Zwei Fallvorstellungen, die im Rahmen der Workshops supervidiert wurden.

 

Eine Abschlussarbeit über eine Paartherapie über mindestens 20 Therapiestunden.

Die Anmeldung erfolgt schriftlich spätestens am Ende des der Prüfung vorangehenden Workshops.
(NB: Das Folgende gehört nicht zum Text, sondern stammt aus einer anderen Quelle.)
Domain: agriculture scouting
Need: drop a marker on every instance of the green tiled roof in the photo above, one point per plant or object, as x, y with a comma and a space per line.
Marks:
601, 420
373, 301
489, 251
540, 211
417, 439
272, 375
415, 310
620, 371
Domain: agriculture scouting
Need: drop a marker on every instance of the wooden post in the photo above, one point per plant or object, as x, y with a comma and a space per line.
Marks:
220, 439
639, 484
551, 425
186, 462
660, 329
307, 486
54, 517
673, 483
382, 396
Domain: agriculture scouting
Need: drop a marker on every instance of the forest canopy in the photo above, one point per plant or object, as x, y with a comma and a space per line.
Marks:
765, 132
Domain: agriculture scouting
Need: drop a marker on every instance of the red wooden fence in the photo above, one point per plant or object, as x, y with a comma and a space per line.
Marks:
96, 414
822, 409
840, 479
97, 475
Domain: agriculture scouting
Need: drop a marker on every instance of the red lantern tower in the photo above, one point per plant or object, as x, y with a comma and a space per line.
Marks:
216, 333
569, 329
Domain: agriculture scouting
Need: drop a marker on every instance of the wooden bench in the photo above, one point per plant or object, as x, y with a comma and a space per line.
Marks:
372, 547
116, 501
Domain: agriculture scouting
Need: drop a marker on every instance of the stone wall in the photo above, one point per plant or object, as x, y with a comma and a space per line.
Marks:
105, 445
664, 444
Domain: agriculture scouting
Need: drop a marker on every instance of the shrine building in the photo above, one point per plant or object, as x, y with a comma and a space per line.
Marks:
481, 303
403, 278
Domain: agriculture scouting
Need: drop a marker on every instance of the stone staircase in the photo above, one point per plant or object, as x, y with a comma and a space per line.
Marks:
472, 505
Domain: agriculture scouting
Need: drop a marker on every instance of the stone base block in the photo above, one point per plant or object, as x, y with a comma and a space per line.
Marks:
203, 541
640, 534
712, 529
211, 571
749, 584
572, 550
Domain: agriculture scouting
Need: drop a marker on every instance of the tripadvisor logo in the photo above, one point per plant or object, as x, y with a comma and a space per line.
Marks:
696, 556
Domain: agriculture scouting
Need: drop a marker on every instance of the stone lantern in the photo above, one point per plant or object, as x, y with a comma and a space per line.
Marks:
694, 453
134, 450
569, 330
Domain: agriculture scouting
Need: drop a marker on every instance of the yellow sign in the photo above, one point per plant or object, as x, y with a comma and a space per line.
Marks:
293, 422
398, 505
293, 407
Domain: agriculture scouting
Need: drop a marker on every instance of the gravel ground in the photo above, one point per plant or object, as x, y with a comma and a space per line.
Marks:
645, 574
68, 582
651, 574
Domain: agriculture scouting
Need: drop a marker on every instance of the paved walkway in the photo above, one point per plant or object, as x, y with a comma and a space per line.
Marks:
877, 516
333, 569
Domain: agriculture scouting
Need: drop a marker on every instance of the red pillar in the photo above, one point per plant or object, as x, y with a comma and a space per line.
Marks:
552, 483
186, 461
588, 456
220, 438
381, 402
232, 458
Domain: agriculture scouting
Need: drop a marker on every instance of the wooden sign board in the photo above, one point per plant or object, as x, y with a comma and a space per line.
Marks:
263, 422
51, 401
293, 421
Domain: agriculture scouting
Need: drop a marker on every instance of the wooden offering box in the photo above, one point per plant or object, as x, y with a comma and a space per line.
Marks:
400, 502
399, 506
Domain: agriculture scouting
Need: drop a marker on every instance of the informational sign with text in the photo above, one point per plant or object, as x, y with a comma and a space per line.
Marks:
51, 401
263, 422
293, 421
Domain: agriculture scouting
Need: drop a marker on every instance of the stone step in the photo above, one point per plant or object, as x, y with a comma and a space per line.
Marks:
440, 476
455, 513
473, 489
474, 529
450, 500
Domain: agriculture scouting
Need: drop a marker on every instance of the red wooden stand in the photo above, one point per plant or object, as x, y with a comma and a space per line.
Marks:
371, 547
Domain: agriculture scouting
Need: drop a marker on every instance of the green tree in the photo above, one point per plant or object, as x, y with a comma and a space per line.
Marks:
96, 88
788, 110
Die Prüfungen finden nach Abschluss der Weiterbildung in gesonderten Prüfungsgesprächen (gegebenenfalls auch online) statt.

 

In einem Kolloquiumsgespräch wird eine Paarberatung/-therapie vorgestellt und diskutiert.
Vier Wochen vorher ist dem IFP ein anonymisierter Fallbericht im Umfang von höchstens zehn Seiten einzureichen.

 

Das Kolloquium dient dem gegenseitigen Austausch über Inhalte und Verlauf der Fortbildung und einer abschließenden Evaluierung.

 

Das IFP stellt im Anschluss ein qualifiziertes Zertifikat aus

Supervisionsordnung zur Weiterbildung in psychoanalytischer Paartherapie

1. In der Weiterbildung in psychodynamischer Paartherapie findet die Supervision grundsätzlich bei zugelassenen Mitgliedern des Instituts statt (Supervisor:innen).

 

2. Der Weiterbildungsausschuss des IFP bestimmt dazu besonders geeignete Mitglieder. Diese Entscheidung ist nicht anfechtbar.

 

3. Supervisor:innen, die gleichzeitig die Selbsterfahrungsgruppe der Supervision suchenden Weiterbildungsteilnehmer:innen leiten, sind dafür grundsätzlich ausgeschlossen.

 

4. Grundsätzlich zugelassen sind Gastreferent:innen, die während einer Ausbildungsveranstaltung des IFP Supervision anbieten.

 

5. Die Supervisor:innen betreuen jeweils maximal 3 Supervisand:innen einzeln oder eine Gruppe mit maximal 3 Teilnehmer:innen. Eine Gruppensitzung (90 Min.) wird wie eine anderthalbfache Einzelsitzung gezählt. Sollten insgesamt mehr Anfragen als Plätze vorhanden sein, bestimmt der Weiterbildungsausschuss das weitere Vorgehen.

 

6. Die Supervisand:innen wählen nacheinander zwei verschiedene Supervisor:innen, zwischen denen die notwendigen externen Supervisionen etwa hälftig aufgeteilt werden sollen.

 

7. Auswärtige Weiterbildungsteilnehmer:innen können Telefon- und Online-Supervision in Anspruch nehmen.

 

8. Sollte das IFP nicht genügend Plätze anbieten können, sind grundsätzlich die Supervisor:innen des Bundesverbandes für psychoanalytische Paar- und Familientherapie zugelassen (www.bvppf.de).

 

9. Für den Fall, dass keine der genannten Möglichkeiten in Betracht kommt, kann auf ausführlichen schriftlichen Antrag an den Weiterbildungsausschuss und nach dessen Genehmigung eine auswärtige Supervision genutzt werden.

 

10. Änderungen der Supervisionsordnung werden vom Weiterbildungsausschuss vorgeschlagen und vom Vorstand genehmigt. Im Konfliktfall entscheidet die Mitgliederversammlung.

Fassung vom 28.07.2021
Institut für Paartherapie (IFP) e.V.